Betül DEMİR'in 14 Kasım 2024 tarihli yazısı: Önyargılarımız Dünyayı Nasıl Görüyor?
Bazen dünyayı görme şeklimiz, bizim seçimlerimizden, neye inandığımızdan ve neyi doğru bildiğimizden çok, başkalarının bize neyi doğru bildirdiğinden şekillenir. Önyargılar, gözlerimizi körleştiren, zihnimizi daraltan, genellikle farkında bile olmadan içimize işleyen, derinlere kök salan fikirlerdir. Bu fikirler o kadar normalleşir ki, çoğu zaman ne kadar yanlış olduklarını bile fark edemeyiz.
Birini gördüğümüzde hemen bir etiket yapıştırma eğilimindeyiz. Kıyafeti, cilt rengi, duruşu, konuşma tarzı; her şey birer sinyal olarak algılanır ve kafamızda bir yerlerde o kişiye dair bir önyargı oluşur. Kimse masum değildir. Hepimiz, yıllar içinde çevremizden, medyadan, toplumdan, ailemizden aldığımız mesajlarla, başka insanları ve dünyayı bu filtrelerle görmeye başlarız.

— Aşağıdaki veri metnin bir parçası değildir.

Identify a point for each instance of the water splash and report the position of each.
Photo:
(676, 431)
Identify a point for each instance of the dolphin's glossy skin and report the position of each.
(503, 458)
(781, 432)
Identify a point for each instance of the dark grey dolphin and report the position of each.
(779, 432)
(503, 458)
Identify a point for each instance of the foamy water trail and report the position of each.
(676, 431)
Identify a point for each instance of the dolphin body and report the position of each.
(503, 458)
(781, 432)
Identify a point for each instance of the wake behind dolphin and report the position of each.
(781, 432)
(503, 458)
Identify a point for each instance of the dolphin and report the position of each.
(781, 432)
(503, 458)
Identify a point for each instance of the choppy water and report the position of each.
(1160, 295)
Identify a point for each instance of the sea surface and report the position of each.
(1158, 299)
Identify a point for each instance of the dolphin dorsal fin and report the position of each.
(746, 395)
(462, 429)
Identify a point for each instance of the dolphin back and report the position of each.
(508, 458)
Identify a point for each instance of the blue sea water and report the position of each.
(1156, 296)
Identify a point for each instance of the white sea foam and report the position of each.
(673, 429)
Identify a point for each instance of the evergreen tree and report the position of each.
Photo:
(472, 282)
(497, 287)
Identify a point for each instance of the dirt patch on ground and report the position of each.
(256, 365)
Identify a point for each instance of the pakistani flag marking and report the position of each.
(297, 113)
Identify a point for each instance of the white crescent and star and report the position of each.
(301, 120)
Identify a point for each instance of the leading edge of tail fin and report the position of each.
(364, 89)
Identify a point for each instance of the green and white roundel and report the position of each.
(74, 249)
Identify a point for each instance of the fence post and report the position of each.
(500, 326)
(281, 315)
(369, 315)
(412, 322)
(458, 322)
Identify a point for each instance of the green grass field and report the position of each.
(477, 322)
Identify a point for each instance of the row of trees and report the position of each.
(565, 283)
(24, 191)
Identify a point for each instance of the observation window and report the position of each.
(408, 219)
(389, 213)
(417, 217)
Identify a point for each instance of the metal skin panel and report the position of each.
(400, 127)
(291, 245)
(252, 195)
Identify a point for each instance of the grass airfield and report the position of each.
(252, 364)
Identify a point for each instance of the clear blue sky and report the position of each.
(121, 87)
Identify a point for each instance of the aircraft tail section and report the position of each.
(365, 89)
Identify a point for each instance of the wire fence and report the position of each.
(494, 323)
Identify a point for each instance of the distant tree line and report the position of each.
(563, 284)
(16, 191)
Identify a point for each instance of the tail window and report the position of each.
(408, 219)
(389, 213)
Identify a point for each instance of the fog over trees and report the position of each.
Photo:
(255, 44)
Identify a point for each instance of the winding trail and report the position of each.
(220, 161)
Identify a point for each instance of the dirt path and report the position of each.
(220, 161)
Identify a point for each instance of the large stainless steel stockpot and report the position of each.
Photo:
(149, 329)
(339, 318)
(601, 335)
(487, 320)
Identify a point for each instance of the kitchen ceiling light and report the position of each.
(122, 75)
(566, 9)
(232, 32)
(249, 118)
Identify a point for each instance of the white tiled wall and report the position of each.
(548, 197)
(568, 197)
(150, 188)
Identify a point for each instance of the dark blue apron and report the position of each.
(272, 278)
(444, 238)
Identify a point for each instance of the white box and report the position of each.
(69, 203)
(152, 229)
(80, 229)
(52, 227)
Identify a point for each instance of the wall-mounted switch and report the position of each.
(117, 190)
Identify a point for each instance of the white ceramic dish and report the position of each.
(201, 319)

Kimse bu önyargılardan tamamen arınmış değildir, çünkü bir şekilde hepimize sürekli olarak belirli kalıplar öğretilir.
Birçok insan için dünya, onların baktığı yerden ya da yetiştirilme tarzlarından ibarettir. Eğer küçük bir kasabada büyüdüyseniz, geniş bir şehirde yaşamayı ya da farklı kültürlere açık olmayı anlamanız çok daha zor olabilir. Ve tam da burada önyargılar devreye girer. Farklı olanı anlamak ve kabul etmek çoğu zaman zor gelir çünkü bilinmeyen şeylere dair korkular ve yanlış anlamalar vardır. Başka bir dini inancı olan birini gördüğümüzde ya da farklı bir yaşam tarzını benimsediğini fark ettiğimizde, bu farklar genellikle bizi rahatsız eder. Bu rahatsızlık, çoğu zaman bilinçaltında yer eder ve yavaşça önyargılara dönüşür.
Medya da bu önyargıların pekiştirilmesinde büyük bir rol oynar. Özellikle televizyon dizileri, haber programları ya da sosyal medyada gördüğümüz her şey, kafamızda var olan kalıplara uygun şekilde düzenlenir. Mesela, bir suç haberinde ya da bir dramatik olayda, suçlu genellikle toplumun dışladığı, normlara uymayan bir kişi olarak tasvir edilir. Oysa, bu haberlerin tamamı gerçeği tam olarak yansıtmaz. Ama biz yine de “bu tür insanlar” hakkında bir fikre sahip oluruz.
Bir de önyargılar sadece başkalarına karşı değil, kendimize karşı da gelişebilir. Kendi potansiyelimizi küçümsemek, başarısızlık korkusu yüzünden bir şeylere cesaret edememek de bir tür önyargıdır. Kendi sınırlarımızı başkalarının gözünden görmek, hayallerimize bile engel olabilir. Ve bunu fark etmek bazen yıllar alır.
Bunları düşündükçe, önyargıların ne kadar güçlü ve gizli bir etki yarattığını daha iyi kavrayabiliyoruz. Bu etkiyi kırmak kolay değil. Önyargılar, ne yazık ki, çoğu zaman yaşam tarzımıza, sosyal çevremize ve eğitimimize göre şekillenir. Ama önemli olan, farkında olmak. Kendi düşünce kalıplarımızı sorgulamak ve her yeni karşılaşmayı, her yeni insanı, her farklı durumu, önyargılardan arındırarak değerlendirmeye çalışmak. Sadece bu şekilde, gerçekten dünyayı olduğu gibi görmeye başlayabiliriz.